€78m has been paid out in redress and compensation to around 2,600 customers affected by the tracker mortgage scandal.

In an update on its examination of tracker loan issues, the Central Bank also said 9,900 impacted customers had been identified by lenders by the end of February.

This is an increase of 1,700 on the figure given by the Central Bank in its last report on the issue in December.

Speaking then at the Oireachtas Finance Committee, Central Bank Governor Philip Lane indicated that upwards of 15,000 banking customers may have been overcharged because they were incorrectly denied tracker mortgages. 

The Central Bank said it expects lenders to have identified all impacted accounts by the end of September.

The latest report also outlines the Central Bank's enforcement powers in relation to the examination, as well as the framework for the redress scheme and the appeals process.

The Central Bank said the tracker mortgage examination is the "largest, most complex and significant supervisory review" that it has has ever undertaken in respect of its consumer protection mandate. 

It said it involved an initial review of more than two million mortgage accounts by lenders to identify the number of accounts which may have been affected.
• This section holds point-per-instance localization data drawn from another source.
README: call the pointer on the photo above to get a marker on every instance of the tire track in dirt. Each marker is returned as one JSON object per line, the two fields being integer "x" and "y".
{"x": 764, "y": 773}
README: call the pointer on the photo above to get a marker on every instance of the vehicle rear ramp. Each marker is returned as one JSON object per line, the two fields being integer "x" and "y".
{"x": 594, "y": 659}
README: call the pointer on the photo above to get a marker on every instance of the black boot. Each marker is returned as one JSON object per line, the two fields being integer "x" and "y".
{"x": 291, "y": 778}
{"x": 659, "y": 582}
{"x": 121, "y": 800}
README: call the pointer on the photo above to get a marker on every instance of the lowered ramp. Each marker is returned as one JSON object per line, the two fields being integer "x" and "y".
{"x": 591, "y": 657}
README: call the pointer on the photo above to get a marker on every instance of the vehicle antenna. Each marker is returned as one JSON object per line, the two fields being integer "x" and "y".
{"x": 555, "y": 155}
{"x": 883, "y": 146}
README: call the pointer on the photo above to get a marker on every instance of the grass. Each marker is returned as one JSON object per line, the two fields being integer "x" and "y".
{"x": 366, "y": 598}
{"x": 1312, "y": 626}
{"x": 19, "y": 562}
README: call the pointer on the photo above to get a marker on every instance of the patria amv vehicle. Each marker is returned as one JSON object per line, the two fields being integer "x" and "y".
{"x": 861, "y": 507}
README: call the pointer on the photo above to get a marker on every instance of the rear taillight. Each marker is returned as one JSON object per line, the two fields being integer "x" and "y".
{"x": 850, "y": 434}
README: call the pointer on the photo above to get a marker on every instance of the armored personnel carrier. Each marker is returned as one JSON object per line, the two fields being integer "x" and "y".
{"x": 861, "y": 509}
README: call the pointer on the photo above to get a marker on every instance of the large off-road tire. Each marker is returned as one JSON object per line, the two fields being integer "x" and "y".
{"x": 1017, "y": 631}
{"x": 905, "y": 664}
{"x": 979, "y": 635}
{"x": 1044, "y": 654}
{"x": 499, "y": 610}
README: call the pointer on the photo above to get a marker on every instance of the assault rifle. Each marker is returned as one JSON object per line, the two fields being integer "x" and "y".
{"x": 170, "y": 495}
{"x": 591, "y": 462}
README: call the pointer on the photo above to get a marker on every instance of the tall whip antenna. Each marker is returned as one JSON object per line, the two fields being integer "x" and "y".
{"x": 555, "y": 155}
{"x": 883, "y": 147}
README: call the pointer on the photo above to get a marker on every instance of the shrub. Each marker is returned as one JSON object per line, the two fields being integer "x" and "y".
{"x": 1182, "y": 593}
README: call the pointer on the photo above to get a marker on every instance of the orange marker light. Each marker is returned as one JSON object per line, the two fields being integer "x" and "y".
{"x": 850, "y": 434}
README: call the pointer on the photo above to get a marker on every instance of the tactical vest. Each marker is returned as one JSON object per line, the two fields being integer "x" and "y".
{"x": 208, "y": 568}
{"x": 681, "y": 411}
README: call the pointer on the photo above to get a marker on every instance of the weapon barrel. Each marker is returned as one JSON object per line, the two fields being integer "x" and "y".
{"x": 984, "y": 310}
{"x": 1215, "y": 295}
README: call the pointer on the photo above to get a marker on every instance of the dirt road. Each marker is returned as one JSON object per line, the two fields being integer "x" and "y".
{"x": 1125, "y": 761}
Last year Springboard Mortgages, a wholly-owned subsidiary of Permanent TSB, was fined €4.5m for failing to apply the correct interest rates on 222 tracker mortgages.

The Central Bank said today that it has started two other tracker mortgage related enforcement investigations that are currently being pursued. 

It said it may also start other investigations, as appropriate, into other lenders and persons concerned in the management of such entities where there is evidence of non-compliance with regulatory requirements.